PS: Bei uns muss man keine Fake-E-Mail-Adressen angeben, man kann das Feld einfach leer lassen und sogar ganz anonym kommentieren. :-)
06.08.2012
12:45
ralle ¶
Hallo Freunde,
sorry, dass ich nach gut einem Jahr dieses Thema erneut erwärme, aber ich habe hier und da noch einige Unklarheiten zu der GRUB(2)-Thematik.
Etwas Historie wenn ihr erlaubt! Stark eingedampft,ich hoffe ich vergesse nichts Wichtiges…
Ich habe meinem T400 vor einigen Tage eine SSD und 8GB RAM spendiert und habe mich entschlossen das System neu aufzusetzen. Folgendes hatte ich vor: 1 Platte, kein Dual-Boot, nur Linux ext4, kein SWAP, GPT-Partinionierung.
Was ich mittlerweile herausgelesen habe ist, dass man für GRUB und BIOS eine separate Partition (dateisystemlos) mit Flag EF02 anlegen sollte. Soweit so gut. Bitte beachtet folgenden Link: https://wiki.archlinux.org/index.php/GRUB2#Install_grub-bios_boot_files . Hier werden bei der ersten “recommendeten” Aktion 4 Schritte erläutert. Diese werden aber bei der offiziellen Arch-Installationsanleitung via pacstrap nicht erwähnt! https://wiki.archlinux.org/index.php/Installation_Guide#GRUB . Ich habe schlussendlich diese Schritte nicht gemacht und es scheint alles zu funktionieren. Da ich aber an der Stelle eher Perfektionist bin und ausserdem nicht dumm sterben will, brennt mir des Rätsels Lösung unter den Fingernägeln. Sind diese Schritte nur nice-to-have, kommen die nur beim Upgrade von GRUB-legacy zum Tragen??? Beachtet bitte zusätzlich meine Diskussion, die ich im Arch Forum losgetreten habe und die bisher, naja, nicht wirklich hilfreich war: https://bbs.archlinux.org/viewtopic.php?id=146428 .

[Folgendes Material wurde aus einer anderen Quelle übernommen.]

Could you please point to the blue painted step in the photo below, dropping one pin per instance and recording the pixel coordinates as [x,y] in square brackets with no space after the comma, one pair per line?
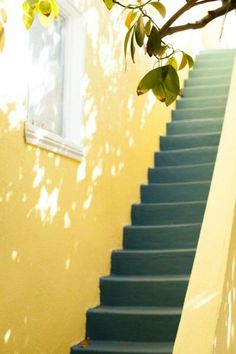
[198,126]
[137,324]
[212,80]
[199,113]
[176,174]
[186,156]
[161,237]
[143,290]
[111,347]
[175,192]
[196,102]
[168,213]
[182,141]
[152,262]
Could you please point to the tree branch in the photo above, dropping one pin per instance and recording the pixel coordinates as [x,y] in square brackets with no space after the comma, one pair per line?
[203,22]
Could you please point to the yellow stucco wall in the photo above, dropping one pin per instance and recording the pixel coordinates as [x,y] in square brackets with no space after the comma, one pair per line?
[60,219]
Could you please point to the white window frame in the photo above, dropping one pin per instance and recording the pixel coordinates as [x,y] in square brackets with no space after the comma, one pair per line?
[70,144]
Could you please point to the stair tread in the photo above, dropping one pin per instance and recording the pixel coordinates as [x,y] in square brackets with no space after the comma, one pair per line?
[137,310]
[199,148]
[145,278]
[178,250]
[127,347]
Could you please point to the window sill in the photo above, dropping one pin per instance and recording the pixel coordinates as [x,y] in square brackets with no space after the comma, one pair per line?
[52,142]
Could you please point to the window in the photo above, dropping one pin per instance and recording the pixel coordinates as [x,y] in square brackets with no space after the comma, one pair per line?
[54,92]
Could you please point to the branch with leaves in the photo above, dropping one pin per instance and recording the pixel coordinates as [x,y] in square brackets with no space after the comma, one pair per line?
[144,31]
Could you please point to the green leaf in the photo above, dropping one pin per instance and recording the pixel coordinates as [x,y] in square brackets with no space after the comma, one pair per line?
[151,80]
[140,31]
[184,61]
[159,7]
[130,19]
[190,60]
[172,61]
[154,42]
[148,27]
[109,4]
[127,37]
[132,48]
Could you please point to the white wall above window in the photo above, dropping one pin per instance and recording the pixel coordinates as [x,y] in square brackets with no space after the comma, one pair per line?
[54,97]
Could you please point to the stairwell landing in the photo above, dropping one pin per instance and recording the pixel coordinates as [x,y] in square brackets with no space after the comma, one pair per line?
[142,299]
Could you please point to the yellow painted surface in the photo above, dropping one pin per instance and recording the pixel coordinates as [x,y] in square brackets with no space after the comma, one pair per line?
[208,322]
[61,219]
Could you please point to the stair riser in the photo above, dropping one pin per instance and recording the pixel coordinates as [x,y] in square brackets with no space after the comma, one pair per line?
[172,263]
[192,141]
[206,92]
[187,103]
[169,214]
[201,73]
[217,80]
[76,350]
[143,293]
[198,127]
[203,63]
[182,174]
[164,238]
[146,328]
[211,113]
[185,157]
[175,193]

Sorry für diese wissenschaftliche Abhandlung. Hoffe trotzdem auf euer Feedback!
VG
Ralle
06.08.2012
21:38
mks ¶
Wenn ich mich recht erinnere, schreiben neuere Versionen von gdisk standardmäßig an den 4K-Grenzen und lassen am Anfang der SSD/HD den nötigen Platz.

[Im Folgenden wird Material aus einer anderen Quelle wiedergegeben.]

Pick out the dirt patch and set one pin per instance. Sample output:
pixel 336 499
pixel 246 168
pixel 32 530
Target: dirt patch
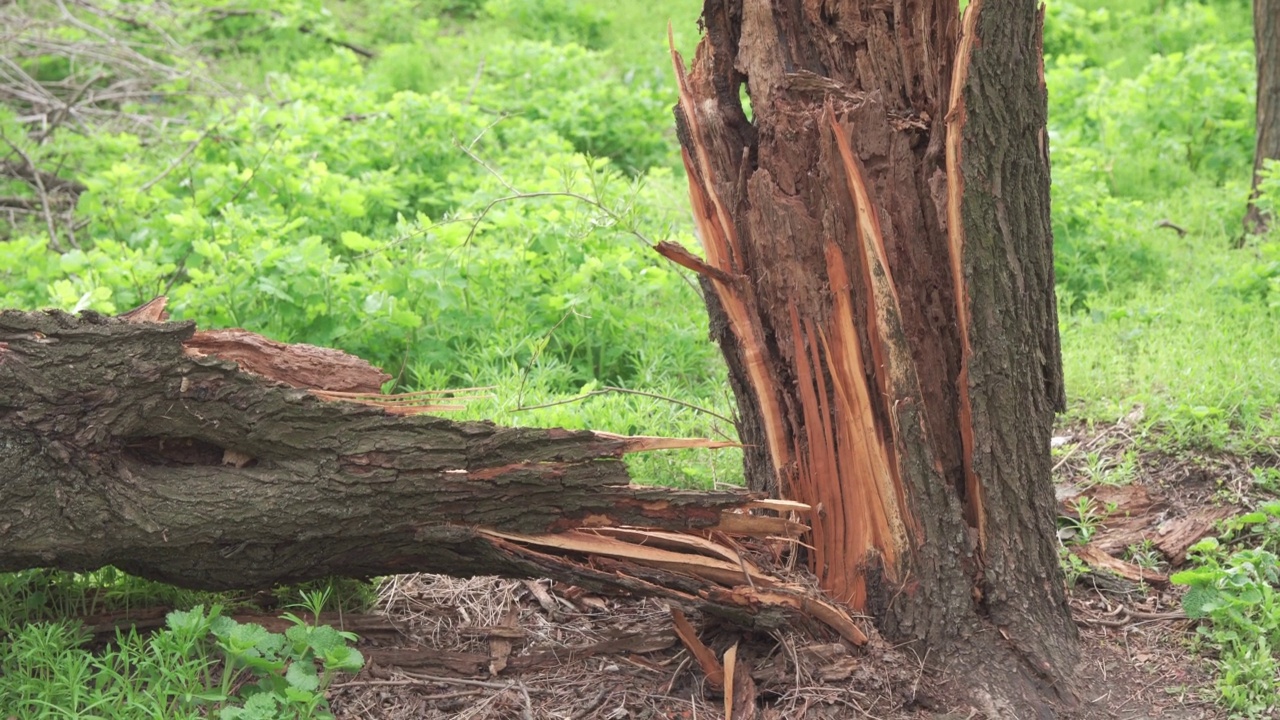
pixel 489 648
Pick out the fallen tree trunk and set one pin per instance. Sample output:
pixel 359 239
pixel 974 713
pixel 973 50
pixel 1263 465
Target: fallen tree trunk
pixel 224 460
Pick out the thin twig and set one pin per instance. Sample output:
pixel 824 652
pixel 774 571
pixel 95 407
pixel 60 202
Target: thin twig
pixel 44 195
pixel 179 159
pixel 465 682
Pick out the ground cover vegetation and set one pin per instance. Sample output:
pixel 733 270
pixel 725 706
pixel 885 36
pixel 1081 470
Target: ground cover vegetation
pixel 465 192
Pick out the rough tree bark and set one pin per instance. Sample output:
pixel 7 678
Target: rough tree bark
pixel 224 460
pixel 1266 46
pixel 878 272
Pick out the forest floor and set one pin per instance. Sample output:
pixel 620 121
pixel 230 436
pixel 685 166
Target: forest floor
pixel 489 648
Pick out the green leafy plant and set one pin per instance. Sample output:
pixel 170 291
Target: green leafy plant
pixel 1237 593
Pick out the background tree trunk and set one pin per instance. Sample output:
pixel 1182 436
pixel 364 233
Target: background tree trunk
pixel 880 277
pixel 1266 45
pixel 140 445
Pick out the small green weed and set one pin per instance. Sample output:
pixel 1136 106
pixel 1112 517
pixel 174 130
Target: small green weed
pixel 202 664
pixel 1237 593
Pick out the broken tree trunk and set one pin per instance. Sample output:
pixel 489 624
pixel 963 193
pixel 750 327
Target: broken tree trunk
pixel 878 272
pixel 224 460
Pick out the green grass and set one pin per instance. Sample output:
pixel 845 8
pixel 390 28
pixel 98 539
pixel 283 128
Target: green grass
pixel 1201 359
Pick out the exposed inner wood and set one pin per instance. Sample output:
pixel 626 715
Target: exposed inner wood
pixel 974 513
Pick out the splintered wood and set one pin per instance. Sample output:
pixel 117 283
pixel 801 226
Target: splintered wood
pixel 689 554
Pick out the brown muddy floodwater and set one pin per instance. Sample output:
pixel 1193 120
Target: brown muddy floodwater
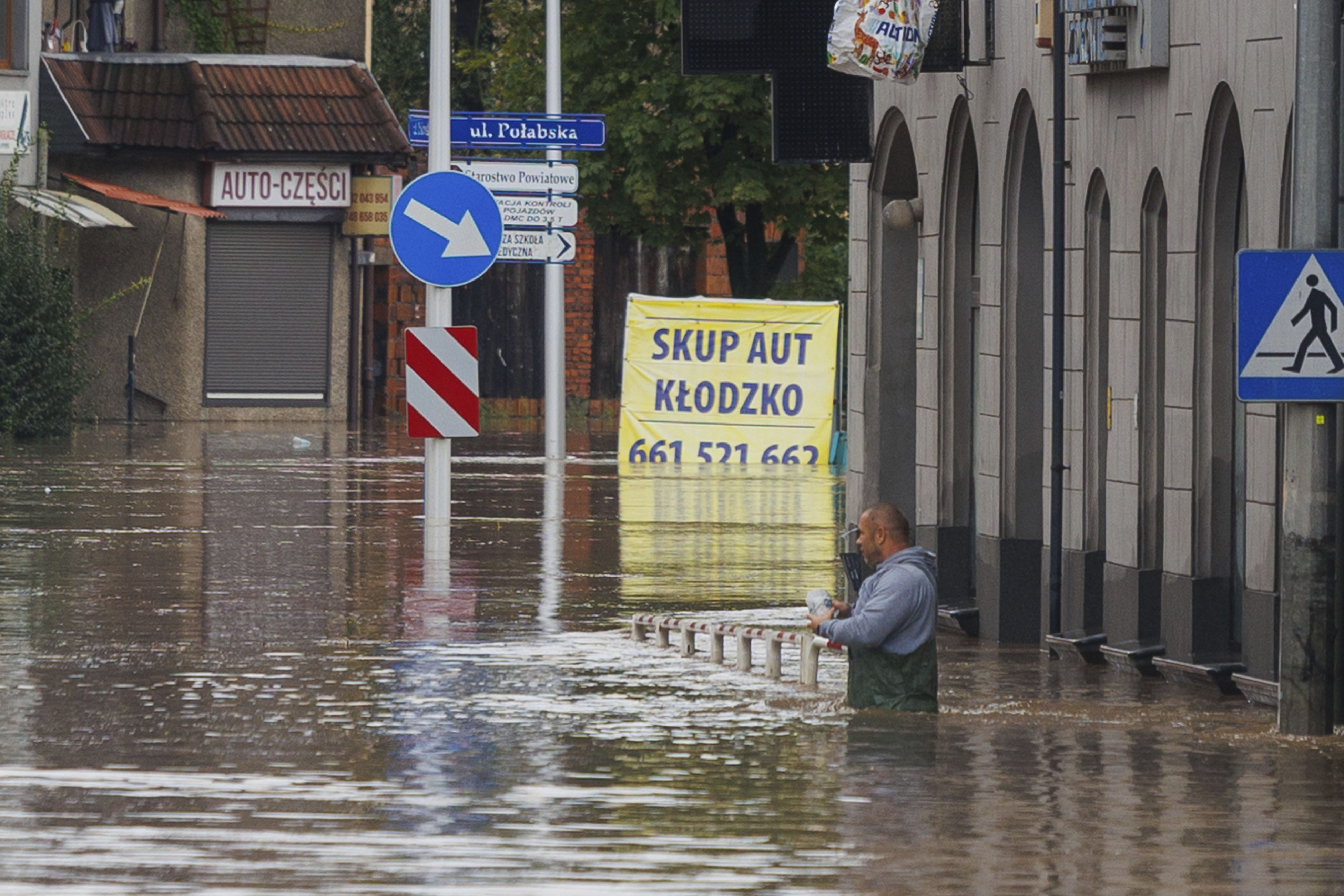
pixel 225 670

Ansonsten: wenn Du etwas falsch gemacht hättest, würde das System nicht booten. Du bist mit der Installation fertig, Perfektionist oder nicht.

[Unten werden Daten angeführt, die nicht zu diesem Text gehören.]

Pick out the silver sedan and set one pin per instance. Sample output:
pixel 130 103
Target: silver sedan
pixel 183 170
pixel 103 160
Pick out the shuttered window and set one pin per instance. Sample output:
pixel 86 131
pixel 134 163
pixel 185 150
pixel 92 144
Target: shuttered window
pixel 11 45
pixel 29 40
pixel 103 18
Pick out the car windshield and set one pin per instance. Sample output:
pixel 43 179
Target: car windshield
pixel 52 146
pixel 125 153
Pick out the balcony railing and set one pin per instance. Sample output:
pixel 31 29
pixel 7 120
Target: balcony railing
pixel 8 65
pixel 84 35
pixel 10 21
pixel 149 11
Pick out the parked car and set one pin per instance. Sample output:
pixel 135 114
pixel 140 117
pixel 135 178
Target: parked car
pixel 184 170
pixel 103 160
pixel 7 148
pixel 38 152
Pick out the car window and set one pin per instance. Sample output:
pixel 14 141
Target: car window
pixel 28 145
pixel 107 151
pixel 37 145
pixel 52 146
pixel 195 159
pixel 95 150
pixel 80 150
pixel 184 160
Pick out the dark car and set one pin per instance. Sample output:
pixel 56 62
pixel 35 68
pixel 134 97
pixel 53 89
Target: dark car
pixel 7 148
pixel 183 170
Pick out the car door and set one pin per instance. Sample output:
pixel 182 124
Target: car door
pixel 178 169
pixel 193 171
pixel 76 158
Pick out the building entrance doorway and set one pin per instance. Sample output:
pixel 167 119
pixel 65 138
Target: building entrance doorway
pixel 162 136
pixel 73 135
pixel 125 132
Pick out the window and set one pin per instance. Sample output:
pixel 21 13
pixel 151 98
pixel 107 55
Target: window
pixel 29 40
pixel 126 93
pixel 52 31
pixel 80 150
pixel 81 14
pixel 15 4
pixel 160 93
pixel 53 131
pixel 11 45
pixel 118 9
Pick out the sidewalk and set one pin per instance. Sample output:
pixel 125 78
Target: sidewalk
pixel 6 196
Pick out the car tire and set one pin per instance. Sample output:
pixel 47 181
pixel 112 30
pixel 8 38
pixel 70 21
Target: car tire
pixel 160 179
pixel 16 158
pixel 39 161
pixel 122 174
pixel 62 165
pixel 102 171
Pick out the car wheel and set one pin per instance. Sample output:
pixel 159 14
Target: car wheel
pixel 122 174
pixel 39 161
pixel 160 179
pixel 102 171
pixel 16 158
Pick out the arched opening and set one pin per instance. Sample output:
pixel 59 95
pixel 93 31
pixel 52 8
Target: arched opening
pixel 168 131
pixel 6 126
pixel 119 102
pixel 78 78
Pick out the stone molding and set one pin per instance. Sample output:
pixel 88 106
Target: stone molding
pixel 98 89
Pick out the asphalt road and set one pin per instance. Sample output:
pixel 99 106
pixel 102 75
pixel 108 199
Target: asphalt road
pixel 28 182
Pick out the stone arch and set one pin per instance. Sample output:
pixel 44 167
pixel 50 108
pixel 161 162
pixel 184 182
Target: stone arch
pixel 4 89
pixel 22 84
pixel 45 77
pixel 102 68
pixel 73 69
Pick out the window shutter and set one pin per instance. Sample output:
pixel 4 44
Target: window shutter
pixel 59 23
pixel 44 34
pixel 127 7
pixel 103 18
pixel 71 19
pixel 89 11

PS: Ein wunderschönes deutsches Wort für “to recommend” ist “empfehlen”.
07.08.2012
00:35
Ralle ¶
Guten Morgen mks,
vielen Dank für deine Mühe und die kostenfreie Übersetzung. Der technischen Seite gibt es nicht mehr wirklich viel hinzuzufügen. Zu dem Anglizismus möchte ich noch anmerken, dass es sich um ein buwusst angesetztes stilistisches Mittel handelte, welches sich auf den Originalartikel bezog. Deswegen steht es auch in Anführungsstrichen.